Gorący zwolennicy prawicy zapewne uważają, że wynik wyborów był nieuchronnym wyrokiem losu, dającym zwycięstwo dobra nad złem. Historia jednak poucza, że nie ma takiej prawidłowości. Wyniki mogły być zupełnie różne i całkiem inne od faktycznych. Faworytem był urzędujący prezydent i jego porażka jest sensacją.
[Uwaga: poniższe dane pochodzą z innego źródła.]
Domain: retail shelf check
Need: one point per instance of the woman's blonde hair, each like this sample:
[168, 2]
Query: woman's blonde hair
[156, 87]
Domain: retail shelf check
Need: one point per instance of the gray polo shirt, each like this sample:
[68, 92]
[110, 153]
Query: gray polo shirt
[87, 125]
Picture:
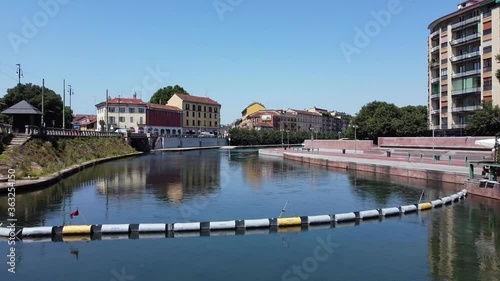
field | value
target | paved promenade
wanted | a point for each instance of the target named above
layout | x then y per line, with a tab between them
454	167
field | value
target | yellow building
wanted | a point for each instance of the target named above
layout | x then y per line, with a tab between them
251	109
200	114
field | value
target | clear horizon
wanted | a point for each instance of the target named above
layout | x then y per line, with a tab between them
293	54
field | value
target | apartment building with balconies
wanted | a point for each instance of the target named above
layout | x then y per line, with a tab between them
461	51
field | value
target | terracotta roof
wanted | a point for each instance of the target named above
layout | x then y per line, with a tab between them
126	101
164	107
197	99
22	107
304	112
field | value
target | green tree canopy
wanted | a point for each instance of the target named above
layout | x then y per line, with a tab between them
381	119
412	121
33	94
485	122
164	94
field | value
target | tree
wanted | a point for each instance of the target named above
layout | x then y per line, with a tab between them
377	119
33	94
412	122
164	94
485	122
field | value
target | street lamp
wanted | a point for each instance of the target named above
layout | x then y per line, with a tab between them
355	146
288	137
432	127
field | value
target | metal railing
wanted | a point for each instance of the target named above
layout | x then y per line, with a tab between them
466	91
466	73
465	56
41	131
6	128
459	126
465	108
466	22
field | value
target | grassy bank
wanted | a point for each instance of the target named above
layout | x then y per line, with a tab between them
41	157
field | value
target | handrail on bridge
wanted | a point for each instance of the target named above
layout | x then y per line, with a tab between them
43	131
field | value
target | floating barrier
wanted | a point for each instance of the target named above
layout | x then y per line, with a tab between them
408	209
37	231
424	206
394	211
74	233
344	217
367	214
437	203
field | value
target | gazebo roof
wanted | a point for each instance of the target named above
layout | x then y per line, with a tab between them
22	107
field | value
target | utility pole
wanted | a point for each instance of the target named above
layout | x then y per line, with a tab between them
70	93
43	111
64	103
19	73
119	109
107	118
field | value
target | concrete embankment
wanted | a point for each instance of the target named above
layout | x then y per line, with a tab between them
444	173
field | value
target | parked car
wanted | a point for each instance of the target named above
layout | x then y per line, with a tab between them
206	135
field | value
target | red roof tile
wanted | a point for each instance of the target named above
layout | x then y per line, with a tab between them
126	101
197	99
164	107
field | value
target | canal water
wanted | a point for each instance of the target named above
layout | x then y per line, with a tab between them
458	242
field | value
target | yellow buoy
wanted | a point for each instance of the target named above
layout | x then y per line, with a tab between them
76	229
289	221
425	206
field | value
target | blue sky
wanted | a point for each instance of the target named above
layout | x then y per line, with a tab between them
283	53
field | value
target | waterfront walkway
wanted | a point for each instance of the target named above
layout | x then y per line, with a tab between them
456	166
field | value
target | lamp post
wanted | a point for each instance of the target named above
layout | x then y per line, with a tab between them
355	139
288	137
432	127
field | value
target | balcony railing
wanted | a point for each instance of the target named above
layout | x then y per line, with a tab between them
465	39
465	108
465	22
434	80
466	73
466	91
459	126
465	56
433	49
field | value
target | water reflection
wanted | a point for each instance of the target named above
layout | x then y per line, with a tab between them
463	241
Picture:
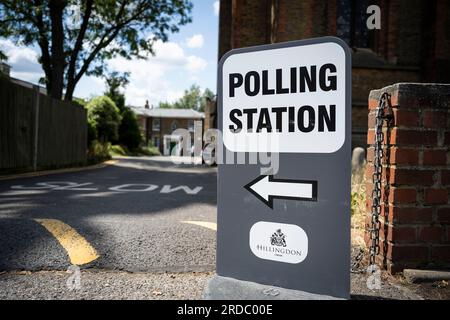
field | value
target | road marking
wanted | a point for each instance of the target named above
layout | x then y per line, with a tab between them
79	250
205	224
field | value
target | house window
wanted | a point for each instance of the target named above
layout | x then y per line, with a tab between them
191	125
174	126
156	124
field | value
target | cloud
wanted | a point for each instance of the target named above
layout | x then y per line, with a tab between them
150	79
196	41
216	6
156	79
23	61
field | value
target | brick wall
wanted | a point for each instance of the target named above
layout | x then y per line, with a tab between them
415	219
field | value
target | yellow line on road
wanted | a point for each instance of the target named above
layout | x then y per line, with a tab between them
79	250
205	224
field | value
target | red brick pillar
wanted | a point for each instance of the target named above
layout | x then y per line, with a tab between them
415	227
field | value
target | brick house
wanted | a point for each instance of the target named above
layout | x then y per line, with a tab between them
157	125
413	44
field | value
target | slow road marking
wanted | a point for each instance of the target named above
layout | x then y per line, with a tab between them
79	250
205	224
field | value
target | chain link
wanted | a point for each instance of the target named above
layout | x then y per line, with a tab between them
383	112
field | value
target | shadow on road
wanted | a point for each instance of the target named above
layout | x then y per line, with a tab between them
134	230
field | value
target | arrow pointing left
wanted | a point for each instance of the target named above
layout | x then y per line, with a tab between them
267	188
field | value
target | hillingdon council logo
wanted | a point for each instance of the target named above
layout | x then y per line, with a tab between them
288	243
278	245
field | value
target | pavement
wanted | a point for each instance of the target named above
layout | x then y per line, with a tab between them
139	228
139	215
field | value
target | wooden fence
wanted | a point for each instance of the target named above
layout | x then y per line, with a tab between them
38	132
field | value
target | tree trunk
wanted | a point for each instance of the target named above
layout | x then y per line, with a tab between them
57	49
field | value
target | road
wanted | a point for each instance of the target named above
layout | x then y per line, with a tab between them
142	228
138	215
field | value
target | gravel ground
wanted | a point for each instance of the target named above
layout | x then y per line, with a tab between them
119	285
100	285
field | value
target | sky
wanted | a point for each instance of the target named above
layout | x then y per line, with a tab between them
188	57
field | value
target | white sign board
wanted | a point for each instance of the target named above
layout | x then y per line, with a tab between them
289	99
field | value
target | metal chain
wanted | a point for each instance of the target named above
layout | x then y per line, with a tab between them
383	112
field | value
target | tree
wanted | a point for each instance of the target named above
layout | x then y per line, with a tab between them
77	37
129	132
192	99
115	81
104	115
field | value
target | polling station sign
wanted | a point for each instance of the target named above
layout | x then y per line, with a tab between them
287	225
298	102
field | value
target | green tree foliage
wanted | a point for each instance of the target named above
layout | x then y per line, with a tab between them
192	98
77	37
104	115
114	82
129	132
3	56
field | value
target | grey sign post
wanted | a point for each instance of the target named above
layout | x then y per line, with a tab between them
287	226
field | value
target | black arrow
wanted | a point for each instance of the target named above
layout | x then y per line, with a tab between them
267	188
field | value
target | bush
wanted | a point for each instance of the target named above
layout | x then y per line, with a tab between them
105	117
129	132
92	132
98	152
150	151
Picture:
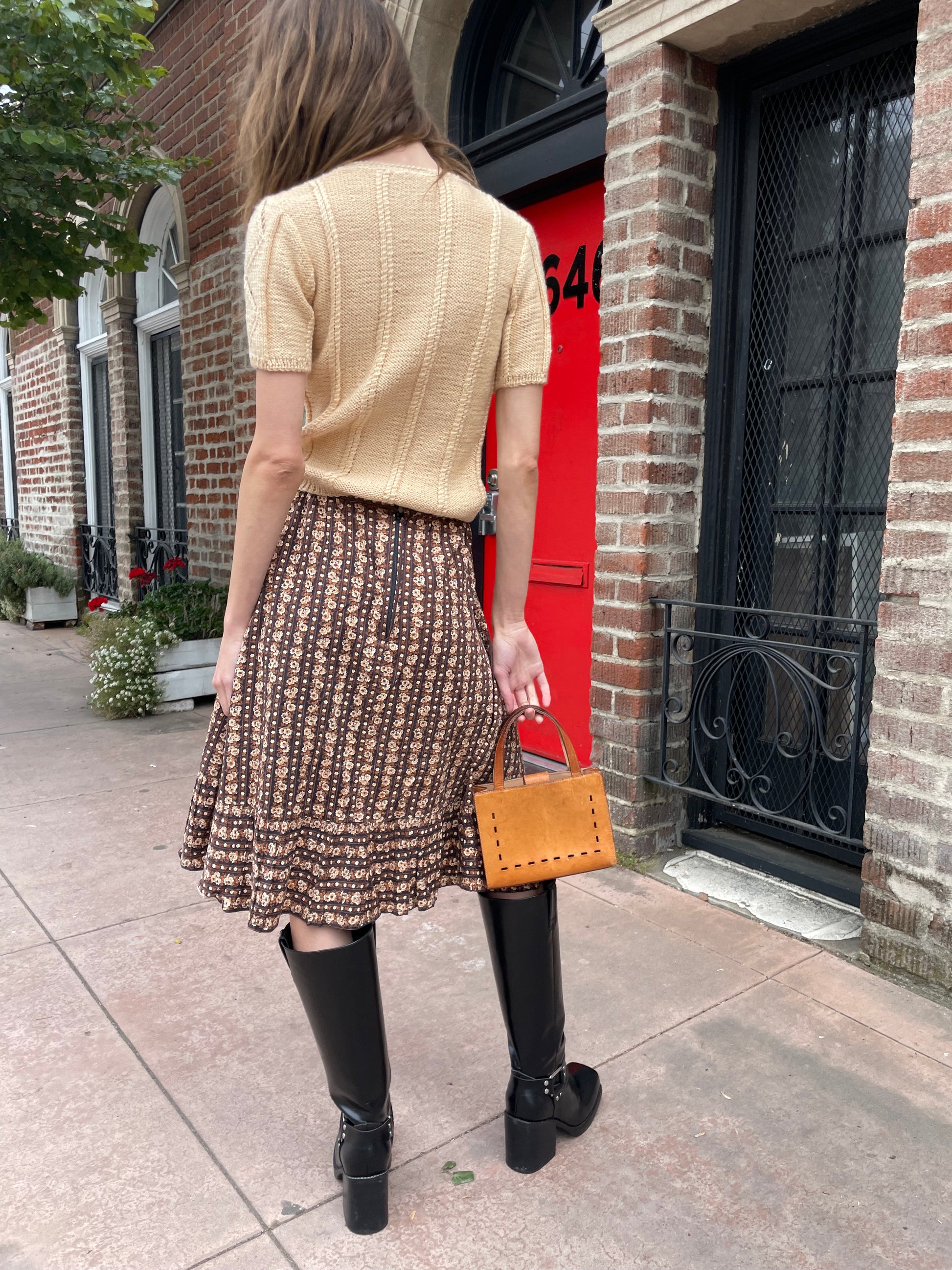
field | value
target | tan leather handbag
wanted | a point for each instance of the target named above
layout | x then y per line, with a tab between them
549	826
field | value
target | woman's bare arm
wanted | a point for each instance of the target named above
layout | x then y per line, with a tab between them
516	660
270	481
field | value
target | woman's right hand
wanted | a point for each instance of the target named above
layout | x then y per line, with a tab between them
517	667
224	677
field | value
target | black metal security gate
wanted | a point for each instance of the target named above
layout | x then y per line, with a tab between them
769	684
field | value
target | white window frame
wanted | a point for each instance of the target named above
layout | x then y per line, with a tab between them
158	221
7	426
89	349
157	323
89	352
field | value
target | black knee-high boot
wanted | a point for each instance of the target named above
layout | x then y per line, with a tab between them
545	1094
340	995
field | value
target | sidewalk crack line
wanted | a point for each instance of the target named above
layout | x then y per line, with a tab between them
153	1076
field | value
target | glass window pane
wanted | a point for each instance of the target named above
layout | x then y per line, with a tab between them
879	306
889	129
810	317
869	443
800	453
819	162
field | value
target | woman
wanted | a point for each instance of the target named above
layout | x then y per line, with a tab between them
358	699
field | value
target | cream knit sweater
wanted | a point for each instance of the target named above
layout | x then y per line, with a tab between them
408	300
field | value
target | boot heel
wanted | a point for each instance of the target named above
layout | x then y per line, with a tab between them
366	1208
530	1145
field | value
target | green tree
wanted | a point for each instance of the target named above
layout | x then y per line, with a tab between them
71	144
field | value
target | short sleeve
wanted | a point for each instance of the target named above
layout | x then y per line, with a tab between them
280	289
527	334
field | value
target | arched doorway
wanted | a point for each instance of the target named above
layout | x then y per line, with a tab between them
527	105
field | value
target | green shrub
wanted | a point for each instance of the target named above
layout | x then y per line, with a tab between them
123	665
22	569
191	610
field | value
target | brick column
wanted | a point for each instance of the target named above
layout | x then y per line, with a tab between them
51	481
122	351
219	389
908	876
656	314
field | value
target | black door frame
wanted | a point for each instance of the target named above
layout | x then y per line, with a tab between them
828	47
Co się więc stało? Oczywiście w sensie formalnym wybory wygrał Andrzej Duda, ale w sensie politycznym – przegrał je Bronisław Komorowski. Kampania tego drugiego powinna się stać modelowym przykładem przegrywania wyborów przez faworyta niejako na własne życzenie. Będą tacy, którzy pozostaną przy mniemaniu, że wszystkie przedwyborcze sondaże były fałszowane, a prezydent nigdy nie miał szans na zdobycie większości głosów wyborczych. Prawdopodobnie było jednak inaczej: prezydent miał mocną pozycję społeczną, a ówczesny pretendent był znany bardziej znawcom polityki niż wielomilionowej opinii publicznej.
Błędy Tuska i Kopacz
Bronisław Komorowski powinien był te wybory wygrać. Kto jak kto, ale działacz przedsierpniowej opozycji, najdłużej zasiadający w Sejmie poseł III RP, minister kilku rządów i marszałek Sejmu, wreszcie urzędujący prezydent miał olbrzymie szanse na zwycięstwo. Popierał go potężny establishment urzędowy, biznesowy i medialny. Chętnie się z nim pokazywali celebryci. Historyczni liderzy lewicy, jeden po drugim, deklarowali poparcie dla niego. Z kolei ludowcy – koalicjanci partii, której był on kandydatem, zapewniali mu głosy Polski powiatowej. I nic!